I started running some cuda jobs on a machine with 10 * RTX3090.A few hours later, when i check how it goes with the cmd nvidia-smi, only get the error output: Unable to determine the device handle for GPU 0000:1E:00.0: GPU is lost. Reboot the system to recover this GPU.
What is XID 79, an error code? And what is the meaning of getting it?
I checked the power and temperatures via historical record. No overheating or lack of power was found. The electric power’s max output power is 8000w. The record showed it is never over 3000w. So i’m sure it’s not lack of power.
Besides, after I rebooted the system, executed nvidia-smi again, it gave me another error output msg
NVIDIA-SMI has failed because it couldn't communicate with the NVIDIA driver.
Make sure that the latest NVIDIA driver is installed and running.
XIDs are nvidia error codes. XID 79 means the gpu was detached from the bus. No driver issue, plain hardware.
The message of nvidia-smi points to the driver not being loaded/installed. Please create a new nvidia-bug-report.log.
You have used the runfile installer to install the driver but without dkms so it only got compiled for the kernel that was running at that time (4.15.0-112). Now you got a kernel update to 4.15.0-137 so you have to reinstall the driver.
Only the latter, triggered by the reboot.
Like said, XID 79 is hardware, you’ll have to check. Might even be the gpu failing, though that’s a rare case.

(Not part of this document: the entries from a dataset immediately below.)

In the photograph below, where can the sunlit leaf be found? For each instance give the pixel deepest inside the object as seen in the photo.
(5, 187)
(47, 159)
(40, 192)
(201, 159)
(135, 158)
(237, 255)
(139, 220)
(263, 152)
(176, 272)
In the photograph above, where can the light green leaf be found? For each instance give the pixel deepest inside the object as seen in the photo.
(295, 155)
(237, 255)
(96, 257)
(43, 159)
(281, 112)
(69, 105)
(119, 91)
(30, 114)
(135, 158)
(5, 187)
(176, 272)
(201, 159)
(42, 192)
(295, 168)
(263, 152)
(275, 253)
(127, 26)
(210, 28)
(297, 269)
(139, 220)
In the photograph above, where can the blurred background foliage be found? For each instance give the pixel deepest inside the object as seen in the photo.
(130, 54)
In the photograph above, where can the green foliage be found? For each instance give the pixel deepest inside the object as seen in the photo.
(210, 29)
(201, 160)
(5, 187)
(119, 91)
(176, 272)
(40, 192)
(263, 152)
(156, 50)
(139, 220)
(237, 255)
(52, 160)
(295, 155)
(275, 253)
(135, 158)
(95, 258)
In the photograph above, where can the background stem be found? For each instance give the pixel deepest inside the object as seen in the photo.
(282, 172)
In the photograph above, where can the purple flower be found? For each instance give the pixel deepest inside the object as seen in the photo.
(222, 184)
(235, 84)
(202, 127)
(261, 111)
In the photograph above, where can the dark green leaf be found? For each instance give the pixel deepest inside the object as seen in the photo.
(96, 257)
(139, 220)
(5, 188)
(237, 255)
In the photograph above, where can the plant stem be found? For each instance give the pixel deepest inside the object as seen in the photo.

Btw: everytime this happens, I try to sudo reset my machine, which disconnect my ssh connection and shutdown parts of the system. But the machine does not fully turn off and seems completely frozen. So, I have to hard-reset (push the power button for 5-10s) every time this happens.
You’re also getting an XID 79 but on a notebook when the gpu is stessed, as it seems. This rather points to a defective gpu. Please monitor temperatures.
Hello, I am facing the same problem.
I am running some deep learning code on a Nvidia GeForce GTX 1080Ti.
After running the code I can not see anymore both the two GPUs, if I run the command nvidia-smi I get as output the error: “Unable to determine the device handle for GPU 0000:08:00.0: Unknown Error”.